Mais la situation a dégénéré. Le conducteur s’est arrêté, est descendu et m’a crié des insultes, des paroles dures et humiliantes, que n’importe qui aurait eu du mal à entendre, et encore plus un étudiant en tenue religieuse. Mon ego voulait réagir, répondre immédiatement. Mais en regardant mon habit clérical, je me suis souvenu de la responsabilité que je portais. J’ai choisi la retenue, je me suis excusé et j’ai continué mon chemin.
Cette nuit-là, je ne réussis pas à dormir. Je revivais l’incident et me demandais si j’avais perdu ma dignité ou si mon silence était une faiblesse.
Quelques jours plus tard, je marchais de nouveau sur cette rue, encore marqué par l’expérience. Soudain, j’ai entendu un bruit de frein. Le même conducteur s’est arrêté, est sorti de sa voiture et s’est approché de moi. Mon cœur se serra, pensant devoir répondre. Mais à ma grande surprise, il dit calmement :
« Monsieur… il y a quelques jours, j’ai très mal agi. J’étais en colère, mais j’avais tort. Je suis venu m’excuser. »
Ce moment a été une véritable révélation. Un silence choisi et une patience digne peuvent toucher les cœurs plus profondément que n’importe quelle réplique ou dispute.
J’ai compris que, comme le Prophète Muhammad (paix soit sur lui et sa famille), ceux qui enseignent ou vivent la foi doivent être prêts à supporter les difficultés avec patience, même dans les situations ordinaires de la vie.

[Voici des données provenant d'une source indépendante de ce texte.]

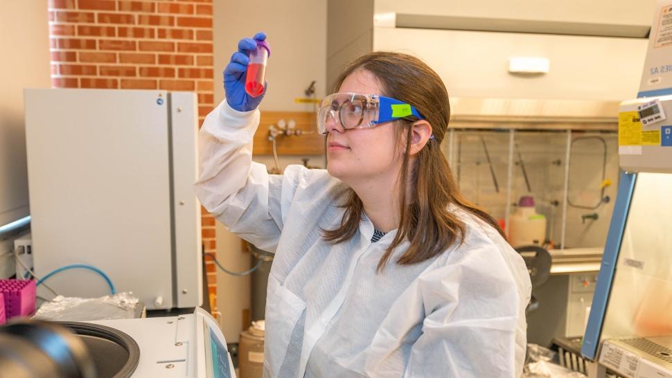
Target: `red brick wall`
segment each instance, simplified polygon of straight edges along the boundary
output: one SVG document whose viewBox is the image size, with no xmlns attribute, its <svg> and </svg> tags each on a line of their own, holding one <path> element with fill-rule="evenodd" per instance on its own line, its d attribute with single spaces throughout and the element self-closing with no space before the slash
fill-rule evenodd
<svg viewBox="0 0 672 378">
<path fill-rule="evenodd" d="M 199 123 L 213 108 L 212 0 L 49 0 L 55 88 L 192 91 Z M 214 253 L 215 220 L 202 210 L 203 242 Z M 210 298 L 215 268 L 207 260 Z"/>
</svg>

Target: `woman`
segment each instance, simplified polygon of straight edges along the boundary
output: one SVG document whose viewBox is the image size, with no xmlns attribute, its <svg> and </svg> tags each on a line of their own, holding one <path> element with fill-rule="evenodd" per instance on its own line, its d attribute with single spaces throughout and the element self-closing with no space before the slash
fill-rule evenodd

Parfois, la prédication commence silencieusement, dans la vie quotidienne, par un choix conscient de rester calme.
Leçons clés :
- La patience silencieuse transforme les cœurs : un geste ou un silence peut parfois toucher plus profondément que de longs discours.
- L’identité religieuse implique une responsabilité morale : notre conduite reflète notre foi et notre tradition, même dans les situations ordinaires.
- Les fruits de la patience ne sont pas toujours immédiats : la retenue d’aujourd’hui peut éveiller la conscience d’autrui des jours, voire des années plus tard.
- La foi se vit au quotidien : enseigner et représenter la religion ne se limite pas à la chaire ou à la mosquée ; chaque action compte.